We hosted a webcast with the subject Integration Services Best Practices and Tuning Tips on September 15, 2015. There were several questions for which we didn't have time left to answer, so this tip takes the opportunity to answer those questions. Below are the questions, along with their answers. If you still have questions left, you can submit them in the comments section. You can watch the webcast recording here.
Q: Do you have an example of logging to a table with SQL Server Integration Services?
Since this question needs an elaborate answer, there is a separate tip Integrated Logging with the Integration Services Package Log Providers which explains the integrated log providers of SSIS packages in greater detail.
Q: Could BIML be used to generate SSIS packages with logging?
An introduction to BIML - which is an XML format to generate SSIS packages based on metadata - is described in the following tips:
- Introduction to Business Intelligence Markup Language (BIML) for SSIS
- Using BIML to Generate an SSIS Import Package
- Generate multiple SSIS packages using BIML and metadata
On the blog of SQL Server MVP Catherine Wilhelmsen there's a great resource page for BIML.
Q: How can you use one version of BIDS/SSDT-BI when you have to support multiple Integration Services versions? (2005, 2008R2, 2012, 2014, etc.)
Well, for the moment, you can't. In the webcast I mentioned to try to stick to one single version of SSIS (each version of SSIS requires a different version of Visual Studio). This is an ideal scenario of course. I included it in the webcast because I had a client which was using Visual Studio 2008, Visual Studio 2010 and Visual Studio 2012 for packages in one single project. It was really messy, because they only upgraded packages to the latest version of Visual Studio when they had to make a change to a package, not the entire project at once. So my advice is to migrate entire projects at a time, not package by package. In SQL Server 2012, you can choose between Visual Studio 2010 (which comes with the SQL Server set-up) and Visual Studio 2012 (which is a separate download). In that case, the entire team should try to use only one version, not mixing the two just for the sake of consistency.

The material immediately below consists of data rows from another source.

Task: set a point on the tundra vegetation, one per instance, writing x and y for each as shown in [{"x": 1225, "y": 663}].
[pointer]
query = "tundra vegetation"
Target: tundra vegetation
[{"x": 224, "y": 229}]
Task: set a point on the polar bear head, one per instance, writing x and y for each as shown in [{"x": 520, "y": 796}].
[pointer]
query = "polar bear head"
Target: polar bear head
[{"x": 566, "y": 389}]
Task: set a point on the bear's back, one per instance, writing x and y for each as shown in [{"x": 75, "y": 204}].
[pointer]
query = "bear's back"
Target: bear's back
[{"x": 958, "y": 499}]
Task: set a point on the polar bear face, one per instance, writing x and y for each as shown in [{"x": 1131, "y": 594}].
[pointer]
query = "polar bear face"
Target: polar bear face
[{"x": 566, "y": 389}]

However, when you need to support multiple version of Integration Services, you need to have multiple version of Visual Studio because there is no backwards compatibility. I currently have 4 different versions of Visual Studio on my laptop. The good news is that they can work independently of each other. It has been announced - but not 100% confirmed - that Visual Studio will support backwards compatibility in SQL Server 2016, but this is still uncertain for the moment.
For more information on the subject: The SSDT Evolution.
- Do you have to use the same version of Visual Studio as SQL Server? Yes.
- Can any of the older versions work with the latest versions of SQL Server? No. Currently there is no forward or backward compatibility, at least for SSIS. SSAS and SSRS have better support for backwards compatibility.
- Is there a chart anywhere to tell us what Visual Studio versions works with specific versions of SQL Server? This blog post on MSDN gives a good overview of general Visual Studio compatibility.
Q: What are the most efficient ways to run a large aggregate SQL Server Integration Services Job? I split my data flows to do aggregation, then handle the results separately.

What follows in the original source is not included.